Nel 1980 Gianni Rodari, il grande scrittore per bambini (e non solo), difese a spada tratta Goldrake: “Bisognerebbe vedere oggettivamente, liberandoci dai nostri pregiudizi personali, che cos’è per un bambino l’esperienza di Goldrake […] Bisognerebbe chiedersi il perché del loro successo, studiare un sistema di domande da rivolgere ai bambini per sapere le loro opinioni vere, non per suggerire loro delle opinioni, dato che noi spesso facciamo delle inchieste per suggerire ai bambini le nostre risposte […] Invece di polemizzare con Goldrake, cerchiamo di far parlare i bambini di Goldrake, questa specie di Ercole moderno”. Lo scrittore aveva colto nel segno e con queste parole taglia la testa al toro, con Rodari si schierarono Oreste del Buono, Nicoletta Artom e pochi altri. Le parole autorevoli del premio Andersen non impedirono che diverse censure colpissero gli eroi dopo un decennio d’oro: la prima fu imposta dalle associazioni genitori a Rai e Fininvest. L’altra nel 1990 con la legge Mammì che tra le altre cose vietava la pubblicità nei cartoni animati. Le serie giapponesi economicamente non convenienti, furono sostituite dai telefilm adolescenziali made in Usa. Il vento cambiò solo a metà anni ‘90, quando i bambini del 1979, cresciuti e con qualche soldo in tasca, riuscirono lentamente a imporre al mercato di nuovo i propri gusti.

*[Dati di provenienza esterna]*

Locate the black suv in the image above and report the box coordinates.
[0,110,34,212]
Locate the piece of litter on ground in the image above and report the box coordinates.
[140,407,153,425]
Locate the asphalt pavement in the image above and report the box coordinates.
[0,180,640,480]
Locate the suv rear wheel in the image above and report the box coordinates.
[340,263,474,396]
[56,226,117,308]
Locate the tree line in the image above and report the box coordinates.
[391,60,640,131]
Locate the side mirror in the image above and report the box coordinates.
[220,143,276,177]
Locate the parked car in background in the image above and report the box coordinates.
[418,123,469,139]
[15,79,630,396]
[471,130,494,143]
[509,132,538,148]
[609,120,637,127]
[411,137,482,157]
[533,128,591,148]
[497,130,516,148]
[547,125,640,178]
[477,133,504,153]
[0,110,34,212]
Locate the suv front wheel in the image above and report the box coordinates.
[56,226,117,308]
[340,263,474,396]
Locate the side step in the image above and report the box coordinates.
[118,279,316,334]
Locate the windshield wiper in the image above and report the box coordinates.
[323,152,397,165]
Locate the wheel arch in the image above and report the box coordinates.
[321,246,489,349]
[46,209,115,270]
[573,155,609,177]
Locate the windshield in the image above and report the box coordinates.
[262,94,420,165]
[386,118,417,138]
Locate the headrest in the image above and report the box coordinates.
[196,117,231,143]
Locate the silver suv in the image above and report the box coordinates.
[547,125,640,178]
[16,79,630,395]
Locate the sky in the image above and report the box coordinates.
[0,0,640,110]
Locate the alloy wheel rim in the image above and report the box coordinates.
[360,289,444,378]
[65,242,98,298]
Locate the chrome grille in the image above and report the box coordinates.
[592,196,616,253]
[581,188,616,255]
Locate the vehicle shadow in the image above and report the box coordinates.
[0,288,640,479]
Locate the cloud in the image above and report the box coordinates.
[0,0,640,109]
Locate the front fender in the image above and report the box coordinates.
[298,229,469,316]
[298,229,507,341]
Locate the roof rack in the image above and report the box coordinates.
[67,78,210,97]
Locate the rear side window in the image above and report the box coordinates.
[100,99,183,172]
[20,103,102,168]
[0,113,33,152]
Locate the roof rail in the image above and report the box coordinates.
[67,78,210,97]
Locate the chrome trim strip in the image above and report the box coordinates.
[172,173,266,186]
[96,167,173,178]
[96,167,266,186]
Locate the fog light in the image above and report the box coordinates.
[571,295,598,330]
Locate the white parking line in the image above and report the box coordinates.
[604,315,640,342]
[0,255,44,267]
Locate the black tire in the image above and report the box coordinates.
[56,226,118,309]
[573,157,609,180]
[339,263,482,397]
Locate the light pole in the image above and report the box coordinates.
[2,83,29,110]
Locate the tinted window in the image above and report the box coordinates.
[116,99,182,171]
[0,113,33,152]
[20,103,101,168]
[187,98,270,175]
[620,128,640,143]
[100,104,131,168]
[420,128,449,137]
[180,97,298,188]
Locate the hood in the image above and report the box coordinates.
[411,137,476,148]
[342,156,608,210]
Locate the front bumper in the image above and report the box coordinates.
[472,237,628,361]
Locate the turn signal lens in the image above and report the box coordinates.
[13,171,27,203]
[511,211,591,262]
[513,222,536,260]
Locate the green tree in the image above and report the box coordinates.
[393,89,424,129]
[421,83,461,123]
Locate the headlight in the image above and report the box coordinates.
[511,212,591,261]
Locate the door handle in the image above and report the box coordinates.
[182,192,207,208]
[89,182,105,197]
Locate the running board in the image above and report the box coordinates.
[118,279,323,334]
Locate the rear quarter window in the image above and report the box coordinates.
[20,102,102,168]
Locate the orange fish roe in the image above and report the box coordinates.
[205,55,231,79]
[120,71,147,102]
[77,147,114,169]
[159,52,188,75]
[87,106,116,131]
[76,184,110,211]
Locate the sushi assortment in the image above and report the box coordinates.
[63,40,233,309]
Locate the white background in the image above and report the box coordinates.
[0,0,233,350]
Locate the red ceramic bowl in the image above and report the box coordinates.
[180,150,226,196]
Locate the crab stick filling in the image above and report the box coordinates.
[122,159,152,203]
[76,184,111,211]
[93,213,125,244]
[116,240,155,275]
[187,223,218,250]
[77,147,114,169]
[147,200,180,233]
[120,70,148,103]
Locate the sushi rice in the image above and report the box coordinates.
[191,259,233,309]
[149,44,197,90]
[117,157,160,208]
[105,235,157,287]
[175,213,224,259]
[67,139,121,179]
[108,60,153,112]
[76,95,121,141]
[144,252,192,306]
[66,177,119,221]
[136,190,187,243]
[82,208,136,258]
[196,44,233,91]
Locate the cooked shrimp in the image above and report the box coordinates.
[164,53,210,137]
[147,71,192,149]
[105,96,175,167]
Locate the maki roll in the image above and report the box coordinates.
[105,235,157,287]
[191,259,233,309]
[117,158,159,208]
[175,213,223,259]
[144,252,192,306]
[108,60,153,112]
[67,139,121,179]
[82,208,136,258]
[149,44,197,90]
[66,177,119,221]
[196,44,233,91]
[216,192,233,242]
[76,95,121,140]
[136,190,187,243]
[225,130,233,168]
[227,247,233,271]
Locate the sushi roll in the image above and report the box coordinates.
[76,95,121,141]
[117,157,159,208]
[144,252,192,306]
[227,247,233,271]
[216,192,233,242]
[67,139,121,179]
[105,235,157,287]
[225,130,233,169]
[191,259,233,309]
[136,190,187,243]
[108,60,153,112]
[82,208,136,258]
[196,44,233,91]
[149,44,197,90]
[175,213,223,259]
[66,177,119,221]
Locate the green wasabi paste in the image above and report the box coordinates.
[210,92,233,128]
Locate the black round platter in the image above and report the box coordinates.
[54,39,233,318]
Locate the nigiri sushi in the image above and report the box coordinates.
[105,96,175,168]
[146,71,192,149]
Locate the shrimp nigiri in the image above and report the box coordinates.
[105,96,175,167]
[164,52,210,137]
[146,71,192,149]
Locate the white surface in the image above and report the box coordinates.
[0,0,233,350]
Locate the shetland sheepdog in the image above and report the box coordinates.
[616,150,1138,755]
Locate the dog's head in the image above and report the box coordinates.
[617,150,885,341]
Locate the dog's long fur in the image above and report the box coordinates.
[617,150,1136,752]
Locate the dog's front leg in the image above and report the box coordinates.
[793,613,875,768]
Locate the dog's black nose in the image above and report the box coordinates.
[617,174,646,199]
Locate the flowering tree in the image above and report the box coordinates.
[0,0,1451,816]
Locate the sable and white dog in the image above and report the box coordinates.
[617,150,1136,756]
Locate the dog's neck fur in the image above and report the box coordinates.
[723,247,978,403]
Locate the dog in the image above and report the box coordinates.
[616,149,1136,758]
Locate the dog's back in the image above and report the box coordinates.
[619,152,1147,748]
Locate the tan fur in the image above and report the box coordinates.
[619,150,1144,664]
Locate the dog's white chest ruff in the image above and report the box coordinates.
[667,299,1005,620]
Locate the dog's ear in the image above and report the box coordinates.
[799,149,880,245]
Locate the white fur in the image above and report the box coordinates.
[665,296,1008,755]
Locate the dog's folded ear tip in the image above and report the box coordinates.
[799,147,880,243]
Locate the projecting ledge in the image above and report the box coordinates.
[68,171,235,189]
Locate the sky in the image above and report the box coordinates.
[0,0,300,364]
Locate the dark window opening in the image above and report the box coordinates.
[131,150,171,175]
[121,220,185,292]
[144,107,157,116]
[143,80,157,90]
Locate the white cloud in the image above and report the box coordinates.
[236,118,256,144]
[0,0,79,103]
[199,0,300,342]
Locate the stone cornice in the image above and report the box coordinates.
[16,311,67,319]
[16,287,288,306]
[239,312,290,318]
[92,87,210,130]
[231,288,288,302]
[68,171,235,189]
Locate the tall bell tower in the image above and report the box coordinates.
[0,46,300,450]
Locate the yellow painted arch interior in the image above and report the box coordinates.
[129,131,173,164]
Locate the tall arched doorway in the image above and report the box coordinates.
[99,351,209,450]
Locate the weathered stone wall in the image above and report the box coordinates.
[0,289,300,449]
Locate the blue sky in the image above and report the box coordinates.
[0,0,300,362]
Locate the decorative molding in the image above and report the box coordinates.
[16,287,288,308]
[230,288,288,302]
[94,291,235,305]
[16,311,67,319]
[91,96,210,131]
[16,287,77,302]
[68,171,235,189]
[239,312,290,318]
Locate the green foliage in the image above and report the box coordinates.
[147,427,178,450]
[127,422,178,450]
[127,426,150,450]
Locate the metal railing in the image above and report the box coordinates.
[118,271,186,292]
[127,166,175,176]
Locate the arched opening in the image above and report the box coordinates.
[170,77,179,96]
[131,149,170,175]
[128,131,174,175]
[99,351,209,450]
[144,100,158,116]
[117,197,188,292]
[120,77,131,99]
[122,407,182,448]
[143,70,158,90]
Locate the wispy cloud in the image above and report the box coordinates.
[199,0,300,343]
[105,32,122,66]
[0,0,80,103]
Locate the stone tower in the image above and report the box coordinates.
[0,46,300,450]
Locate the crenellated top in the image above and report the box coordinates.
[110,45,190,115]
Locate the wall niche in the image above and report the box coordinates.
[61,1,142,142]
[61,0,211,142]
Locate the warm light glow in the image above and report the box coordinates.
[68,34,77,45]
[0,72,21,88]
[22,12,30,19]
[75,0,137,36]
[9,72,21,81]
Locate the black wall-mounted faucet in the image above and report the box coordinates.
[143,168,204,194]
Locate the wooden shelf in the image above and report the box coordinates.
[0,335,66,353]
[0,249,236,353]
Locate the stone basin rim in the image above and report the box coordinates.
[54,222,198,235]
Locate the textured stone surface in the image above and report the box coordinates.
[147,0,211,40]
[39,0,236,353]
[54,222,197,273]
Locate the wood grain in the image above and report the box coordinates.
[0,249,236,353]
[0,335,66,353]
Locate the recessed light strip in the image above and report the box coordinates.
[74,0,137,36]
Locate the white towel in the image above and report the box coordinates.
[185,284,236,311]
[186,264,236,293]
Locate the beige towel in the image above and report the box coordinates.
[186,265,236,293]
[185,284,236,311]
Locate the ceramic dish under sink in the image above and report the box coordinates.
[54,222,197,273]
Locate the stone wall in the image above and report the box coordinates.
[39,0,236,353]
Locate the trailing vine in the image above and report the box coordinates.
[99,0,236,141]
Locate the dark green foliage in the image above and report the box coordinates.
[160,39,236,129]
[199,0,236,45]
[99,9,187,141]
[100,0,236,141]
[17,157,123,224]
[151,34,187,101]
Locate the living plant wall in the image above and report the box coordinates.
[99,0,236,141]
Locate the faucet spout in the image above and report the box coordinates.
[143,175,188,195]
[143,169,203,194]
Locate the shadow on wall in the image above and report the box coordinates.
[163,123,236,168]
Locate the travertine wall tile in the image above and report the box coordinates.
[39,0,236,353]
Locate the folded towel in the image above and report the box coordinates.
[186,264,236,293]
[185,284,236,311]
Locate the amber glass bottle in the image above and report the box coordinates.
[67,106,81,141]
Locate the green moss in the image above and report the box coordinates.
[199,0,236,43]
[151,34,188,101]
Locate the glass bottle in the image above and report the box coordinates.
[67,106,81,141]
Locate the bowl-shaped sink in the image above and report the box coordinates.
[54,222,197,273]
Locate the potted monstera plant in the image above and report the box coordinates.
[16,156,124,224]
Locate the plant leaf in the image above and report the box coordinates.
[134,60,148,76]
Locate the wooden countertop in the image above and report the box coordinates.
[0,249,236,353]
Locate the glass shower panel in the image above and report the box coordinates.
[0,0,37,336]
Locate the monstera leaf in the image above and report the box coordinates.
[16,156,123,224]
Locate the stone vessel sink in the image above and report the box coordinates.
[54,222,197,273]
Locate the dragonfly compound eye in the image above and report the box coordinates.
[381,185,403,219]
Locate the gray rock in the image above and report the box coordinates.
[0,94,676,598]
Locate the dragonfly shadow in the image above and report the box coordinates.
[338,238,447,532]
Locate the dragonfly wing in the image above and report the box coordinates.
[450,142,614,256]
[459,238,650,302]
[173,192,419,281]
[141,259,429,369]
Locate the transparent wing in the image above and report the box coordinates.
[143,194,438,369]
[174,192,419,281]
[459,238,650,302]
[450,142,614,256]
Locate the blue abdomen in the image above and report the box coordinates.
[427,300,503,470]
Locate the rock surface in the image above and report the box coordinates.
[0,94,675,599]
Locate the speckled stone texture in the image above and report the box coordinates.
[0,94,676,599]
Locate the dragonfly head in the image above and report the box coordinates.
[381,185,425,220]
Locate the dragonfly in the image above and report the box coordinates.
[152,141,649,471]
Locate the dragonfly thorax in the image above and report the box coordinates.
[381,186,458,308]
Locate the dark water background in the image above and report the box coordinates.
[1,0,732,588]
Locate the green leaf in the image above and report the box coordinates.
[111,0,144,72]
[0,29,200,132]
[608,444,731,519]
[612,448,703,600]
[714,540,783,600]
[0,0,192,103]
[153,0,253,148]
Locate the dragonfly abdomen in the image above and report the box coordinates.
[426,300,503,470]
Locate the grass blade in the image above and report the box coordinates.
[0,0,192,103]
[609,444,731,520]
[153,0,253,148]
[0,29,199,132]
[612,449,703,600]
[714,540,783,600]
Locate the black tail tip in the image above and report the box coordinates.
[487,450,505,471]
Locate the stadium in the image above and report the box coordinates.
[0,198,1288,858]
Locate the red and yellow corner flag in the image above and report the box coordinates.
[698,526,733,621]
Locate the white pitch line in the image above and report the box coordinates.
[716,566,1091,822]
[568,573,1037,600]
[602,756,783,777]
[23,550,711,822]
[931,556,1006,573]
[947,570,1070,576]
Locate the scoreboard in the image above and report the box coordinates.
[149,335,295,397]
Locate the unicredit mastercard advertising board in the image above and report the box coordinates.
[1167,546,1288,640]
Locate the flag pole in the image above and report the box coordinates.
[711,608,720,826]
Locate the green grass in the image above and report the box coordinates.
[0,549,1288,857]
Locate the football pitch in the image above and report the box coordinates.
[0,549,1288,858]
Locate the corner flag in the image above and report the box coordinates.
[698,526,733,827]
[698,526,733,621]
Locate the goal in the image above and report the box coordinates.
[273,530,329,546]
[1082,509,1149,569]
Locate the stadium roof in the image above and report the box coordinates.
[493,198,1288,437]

Quello che non ebbero da piccoli lo ottennero da grandi come consumatori, e non è chiaro quale delle due modalità sia migliore; essere fruitori bambini di programmi dai contenuti complessi o adulti consumatori sedotti da marketing vintage e pubblicità aggressive? Forse più che demistificare sarebbe bastato contestualizzare. I bambini sono tutt’altro che infantili, è figlio di un vecchio pregiudizio che parte da lontano, dall’illuminismo di Rosseau, il vedere nel bambino un individuo con ‘limitatè capacità da proteggere contro stimoli complessi o troppo emotivi. É la visione adultocentrica della pedagogia che ha dominato per decenni, ci vorrà il vento di Pippi Calzelunghe e La storia Infinita per sdoganare la visione moralista della letteratura per l’infanzia. In pratica la censura che prima colpiva le opere letterarie per ‘l’infanzia’ ora colpisce i ‘programmi televisivi per l’infanzia’, al censore di professione non scade mai il mandato.